The reason for the controversy is that service chiefs have rejected the procedure, considering that the merits and needs of the hospital should have been evaluated, while unions rallied strongly in favour, reckoning that seniority is a good approach and a way to avoid arbitrariness.

I do not intend to fall into primary anti-unionism, but rarely has the negative role that unions have been playing in the public health sector over many years, to the point of becoming a serious obstacle to the necessary reforms, been viewed so harshly. The so-called “professional” unions are no exception, but often even adopt more radical positions. I am obviously not an advocate of the disappearance of unions, but of a union practice that is not incompatible with intelligence and common sense.

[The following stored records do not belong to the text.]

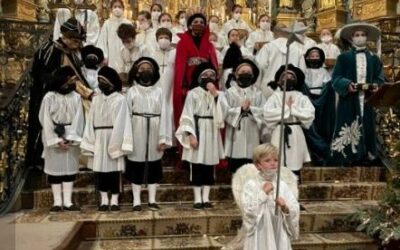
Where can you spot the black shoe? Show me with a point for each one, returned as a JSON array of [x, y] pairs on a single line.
[[72, 208], [115, 208], [198, 206], [137, 208], [154, 206], [55, 209], [103, 208], [207, 205]]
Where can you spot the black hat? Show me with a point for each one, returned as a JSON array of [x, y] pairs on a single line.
[[232, 57], [321, 55], [133, 73], [111, 76], [194, 16], [92, 56], [60, 77], [73, 29], [291, 69], [256, 71], [204, 66]]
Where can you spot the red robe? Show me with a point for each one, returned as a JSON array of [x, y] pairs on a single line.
[[188, 56]]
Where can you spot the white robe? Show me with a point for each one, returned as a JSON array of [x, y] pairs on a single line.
[[92, 24], [301, 111], [210, 150], [244, 131], [271, 57], [106, 147], [259, 213], [129, 56], [316, 79], [61, 109], [148, 100], [110, 43], [258, 36]]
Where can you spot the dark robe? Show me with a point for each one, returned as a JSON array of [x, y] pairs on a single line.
[[50, 57], [354, 137]]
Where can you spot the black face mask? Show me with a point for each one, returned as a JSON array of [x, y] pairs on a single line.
[[313, 63], [67, 88], [245, 80], [205, 81], [106, 88], [145, 78]]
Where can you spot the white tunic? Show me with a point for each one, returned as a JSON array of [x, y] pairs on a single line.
[[259, 216], [242, 132], [259, 36], [271, 57], [110, 43], [302, 111], [316, 79], [91, 25], [61, 109], [201, 103], [108, 133], [148, 100]]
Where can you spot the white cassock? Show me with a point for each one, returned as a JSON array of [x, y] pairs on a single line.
[[166, 61], [87, 18], [316, 79], [108, 133], [203, 114], [331, 50], [300, 115], [259, 219], [242, 131], [110, 43], [129, 56], [67, 110], [148, 109], [271, 57], [147, 38], [259, 36]]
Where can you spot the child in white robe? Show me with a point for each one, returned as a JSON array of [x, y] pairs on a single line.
[[108, 40], [254, 188], [242, 105], [151, 130], [298, 114], [62, 120], [131, 50], [199, 132], [108, 138]]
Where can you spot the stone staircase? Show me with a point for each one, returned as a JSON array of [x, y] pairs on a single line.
[[328, 195]]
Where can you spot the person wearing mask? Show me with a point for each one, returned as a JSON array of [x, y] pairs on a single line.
[[261, 36], [193, 49], [358, 73], [86, 17], [108, 40]]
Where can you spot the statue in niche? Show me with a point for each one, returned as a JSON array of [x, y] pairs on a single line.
[[309, 9]]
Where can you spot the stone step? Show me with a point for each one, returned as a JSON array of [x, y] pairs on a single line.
[[325, 241], [181, 193], [181, 219]]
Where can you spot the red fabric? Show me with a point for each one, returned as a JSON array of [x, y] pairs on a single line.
[[186, 49]]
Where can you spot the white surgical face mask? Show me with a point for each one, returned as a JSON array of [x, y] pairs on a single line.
[[326, 39], [118, 12], [155, 15], [167, 25], [213, 27], [164, 43], [182, 21], [360, 41], [236, 16], [265, 26]]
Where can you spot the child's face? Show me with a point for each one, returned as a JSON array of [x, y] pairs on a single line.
[[269, 162]]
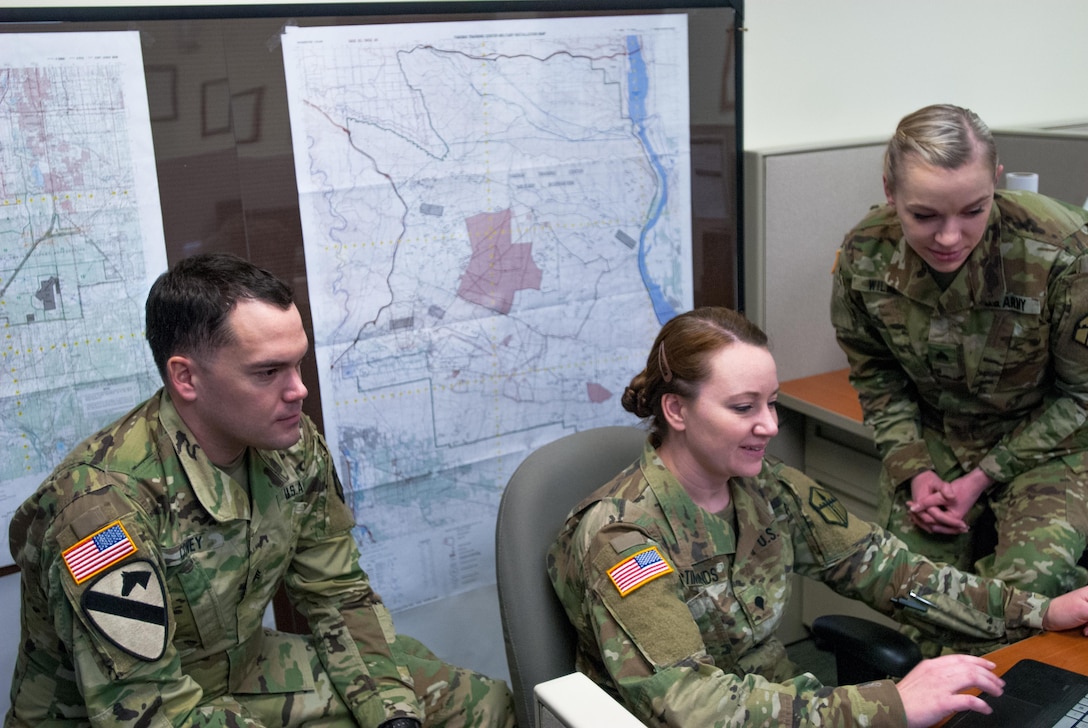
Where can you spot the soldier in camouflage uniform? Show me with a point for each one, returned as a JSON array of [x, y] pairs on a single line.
[[150, 554], [676, 574], [964, 315]]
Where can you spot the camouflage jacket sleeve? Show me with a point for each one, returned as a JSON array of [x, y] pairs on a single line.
[[351, 628], [114, 688], [884, 389], [653, 654], [1061, 423], [864, 562]]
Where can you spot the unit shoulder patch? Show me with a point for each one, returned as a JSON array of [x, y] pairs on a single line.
[[1080, 333], [829, 507], [128, 607], [639, 569]]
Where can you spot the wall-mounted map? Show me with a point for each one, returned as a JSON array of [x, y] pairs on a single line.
[[496, 221], [81, 242]]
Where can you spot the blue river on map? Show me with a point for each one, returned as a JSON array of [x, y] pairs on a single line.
[[638, 84]]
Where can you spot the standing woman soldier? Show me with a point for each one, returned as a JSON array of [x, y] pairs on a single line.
[[963, 311]]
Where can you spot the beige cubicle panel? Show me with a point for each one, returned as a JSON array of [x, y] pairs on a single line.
[[800, 202]]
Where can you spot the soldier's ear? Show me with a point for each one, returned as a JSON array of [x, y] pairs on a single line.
[[674, 408], [182, 375]]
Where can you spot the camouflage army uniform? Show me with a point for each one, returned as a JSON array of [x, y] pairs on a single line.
[[696, 646], [220, 551], [991, 372]]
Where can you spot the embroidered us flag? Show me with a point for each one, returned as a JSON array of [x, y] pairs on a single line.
[[639, 569], [98, 551]]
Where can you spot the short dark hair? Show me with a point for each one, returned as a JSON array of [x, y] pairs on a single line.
[[680, 360], [187, 306]]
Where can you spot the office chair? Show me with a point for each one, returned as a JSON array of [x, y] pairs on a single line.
[[540, 640]]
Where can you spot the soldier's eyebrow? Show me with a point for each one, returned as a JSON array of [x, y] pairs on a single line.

But agreeing with the service chiefs does not end the debate, if we don’t consider other points.

First, the statutory regime itself, which assimilates health workers in the public sector to civil servants, hyper-protectionist towards sector professionals. The concept of “tenure” creates asymmetry in professionals / management logic, in favour of the former, which often prevents the slightest management and change implementation. Moreover, the egalitarian culture, linked to the statutory regime, reluctant towards differentiation and individual and collective recognition is also very negative. Like many hyper-protectionist regimes they turn against the interests of those who are to be protected, especially the most active and motivated professionals, giving priority to the interests of the uncommitted. Thus no reform of the public health sector can be envisaged with the statutory regime, which should be declared extinguishable and, respecting vested rights, new recruitments made via the ordinary labour regime. Only then will the concepts of regular evaluation, promotion, career and variable compensation, which are so necessary, make sense within the context of a fully-fledged personnel management policy.

Another element that is implicit in the debate is the autonomy of hospitals and health centres. This is an issue that arose in the 80s and 90s of the last century, but was forgotten about with the healthcare transfers to the regions. With them came the hegemony without limits of the regional ministries and progress towards the autonomy of health centres was shelved. But there can be no modernization of health centres if they don’t have a minimum capacity for certain organizational decisions, personnel and adapting their healthcare offer.

Finally, the issue of governance, which includes a government / management separation. The managers run the company, while the government (council members) ensures that management is correct and that it goes in the right direction. And with the board intervening in the selection, evaluation and removal of the first manager of the centre. Only thus can a fully-fledged management system be guaranteed. A step in this direction is taking place in the Basque Country and in a recent resolution of the Assembly of Madrid.

Seniority or merits? Of course, merits, but only within the context of overcoming the statutory regime, autonomy of institutions and governance that understands the distinct role of government and management.